Beng Seng is a famous hotelier while Tiong Sin and Seow are known for their expertise in the investment banking space. As such, all three would have passed the “fit and proper” test. In addition, the central bank would have been satisfied that the three were not parties acting in concert.

It would be naïve for anyone to assume that Teh did not plan for the passing-on of his block in Public Bank to his heirs. Being a disciplined banker with an astounding vision and perseverance, he surely would have hired the best brains to deal with the matter.

He would have known that Bank Negara could give exemptions on a case-by-case basis. The laws allow for the Minister of Finance to sign off exemptions upon the advice of Bank Negara. The finance minister is Datuk Seri Anwar Ibrahim, who is also the prime minister.
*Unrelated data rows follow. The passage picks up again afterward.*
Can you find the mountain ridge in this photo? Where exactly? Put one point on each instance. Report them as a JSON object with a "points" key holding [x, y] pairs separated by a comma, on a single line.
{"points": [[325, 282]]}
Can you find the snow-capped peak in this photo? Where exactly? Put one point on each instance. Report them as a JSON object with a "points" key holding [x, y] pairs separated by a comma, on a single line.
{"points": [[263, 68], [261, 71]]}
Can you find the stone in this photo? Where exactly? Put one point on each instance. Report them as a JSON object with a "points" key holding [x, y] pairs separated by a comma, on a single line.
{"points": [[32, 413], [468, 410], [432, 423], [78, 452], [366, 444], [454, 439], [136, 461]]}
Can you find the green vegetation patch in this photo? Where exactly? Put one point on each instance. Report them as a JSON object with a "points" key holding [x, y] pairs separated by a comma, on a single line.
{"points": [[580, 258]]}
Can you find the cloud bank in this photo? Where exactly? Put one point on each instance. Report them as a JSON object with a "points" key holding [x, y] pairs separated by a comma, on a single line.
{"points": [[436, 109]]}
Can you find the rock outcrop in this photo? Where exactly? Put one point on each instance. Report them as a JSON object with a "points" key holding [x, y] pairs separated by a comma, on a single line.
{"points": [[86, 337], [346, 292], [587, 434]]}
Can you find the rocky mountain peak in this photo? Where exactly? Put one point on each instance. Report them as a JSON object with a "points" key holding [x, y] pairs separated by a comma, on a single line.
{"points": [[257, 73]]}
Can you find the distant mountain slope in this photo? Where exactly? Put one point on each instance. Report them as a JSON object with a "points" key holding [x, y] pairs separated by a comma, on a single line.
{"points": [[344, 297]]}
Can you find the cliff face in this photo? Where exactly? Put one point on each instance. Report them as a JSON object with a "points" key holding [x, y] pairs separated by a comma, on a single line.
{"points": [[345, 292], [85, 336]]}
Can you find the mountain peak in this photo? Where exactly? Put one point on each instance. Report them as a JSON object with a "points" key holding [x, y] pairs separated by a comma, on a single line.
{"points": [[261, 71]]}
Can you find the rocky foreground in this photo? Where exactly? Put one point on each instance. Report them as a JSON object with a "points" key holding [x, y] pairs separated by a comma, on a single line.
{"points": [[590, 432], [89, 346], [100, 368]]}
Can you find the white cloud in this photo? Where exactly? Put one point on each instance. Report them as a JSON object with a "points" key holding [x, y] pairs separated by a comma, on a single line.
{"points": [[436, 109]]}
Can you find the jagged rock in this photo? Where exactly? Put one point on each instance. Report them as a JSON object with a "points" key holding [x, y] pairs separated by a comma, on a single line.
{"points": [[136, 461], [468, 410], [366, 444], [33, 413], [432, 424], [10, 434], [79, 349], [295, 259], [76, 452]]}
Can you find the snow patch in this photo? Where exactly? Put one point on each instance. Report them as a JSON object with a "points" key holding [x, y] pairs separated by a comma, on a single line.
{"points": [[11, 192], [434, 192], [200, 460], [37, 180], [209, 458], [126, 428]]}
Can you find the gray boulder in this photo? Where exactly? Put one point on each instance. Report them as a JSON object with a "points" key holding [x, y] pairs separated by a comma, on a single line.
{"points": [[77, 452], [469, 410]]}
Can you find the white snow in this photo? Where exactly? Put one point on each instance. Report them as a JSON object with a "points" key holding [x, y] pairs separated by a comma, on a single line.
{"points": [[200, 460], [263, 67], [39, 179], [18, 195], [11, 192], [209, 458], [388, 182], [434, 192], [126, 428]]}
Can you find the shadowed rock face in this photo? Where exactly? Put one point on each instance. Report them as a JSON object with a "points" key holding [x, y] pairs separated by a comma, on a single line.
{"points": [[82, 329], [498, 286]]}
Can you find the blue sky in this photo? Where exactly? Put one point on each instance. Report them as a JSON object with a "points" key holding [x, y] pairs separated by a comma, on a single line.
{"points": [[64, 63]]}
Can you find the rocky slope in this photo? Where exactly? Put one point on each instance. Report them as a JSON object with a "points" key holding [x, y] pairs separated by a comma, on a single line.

Anwar knows the importance of keeping a bank’s franchise value intact. After he was forced out of office and thrown into jail in 1998, the Tun Dr Mahathir Mohamad government forced a consolidation of banks. It was led by Daim, who returned to the government in 1999.

Banks with good franchise value were forced into shotgun marriages. The exercise did not earn the Mahathir government brownie points and was said to have been a reason for Daim’s departure in 2001.

Public Bank’s business model of low-risk lending to the masses and small and medium enterprises has produced splendid results. That is why it commands a price-to-book valuation of 1.7 times, which makes it the most expensive bank in the local scene and higher than most financial institutions in the region.

On that score, the handling of Teh’s 23.4% stake in the bank will be sorted out by his family and Bank Negara and will in no way erode its franchise value if there is continuity in its management.